In [None]:
from wayne_utils import load_data, save_data, get_shuffle_index, data_split
import os
import sys
from copy import deepcopy
from tqdm import tqdm

_ROOT_PATH = "/home/jiangpeiwen2/jiangpeiwen2/projects/TST"
_Data_path = os.path.join( _ROOT_PATH, "data/CPL/dynamic")

# 导入检索器
from tools.utils import*
version_dir = os.path.join( _ROOT_PATH, "test/CPL_dynamic/v1")
sys.path.insert( 0, _ROOT_PATH )
from Hybrid_RAG.hybrid_rag import HybridRAG
from Hybrid_RAG.data_capture import type_recognizer
from KGs.dataset_KGs.cpl_level import Dynamic_Simple, Dynamic_Simple_keyword


train_text = load_data( os.path.join( _Data_path, "texts_train.json"), "json")             # 492 
test_text = load_data( os.path.join( _Data_path, "texts_test.json"), "json")               # 211
train_table = load_data( os.path.join( _Data_path, "tables_train_dynamic.json"), "json")
test_table = load_data( os.path.join( _Data_path, "tables_test_dynamic.json"), "json")
label_train_table = load_data( os.path.join( _Data_path, "label_train.pickle"), "pickle")
label_test_table = load_data( os.path.join( _Data_path, "label_test.pickle"), "pickle")

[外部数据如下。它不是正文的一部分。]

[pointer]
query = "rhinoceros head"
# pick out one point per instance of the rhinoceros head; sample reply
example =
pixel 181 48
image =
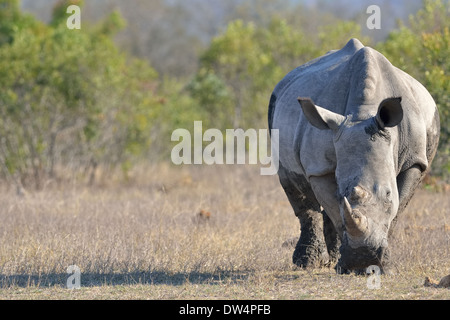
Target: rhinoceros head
pixel 366 173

count_label_test = load_data(  os.path.join( _ROOT_PATH, "evaluation/CountCPL/label_count_list_test.json"), "json")
count_label_train = load_data( os.path.join( _ROOT_PATH, "evaluation/CountCPL/label_count_list_train.json"), "json")
version_path = os.path.join( _ROOT_PATH, "test/CPL_dynamic/v1")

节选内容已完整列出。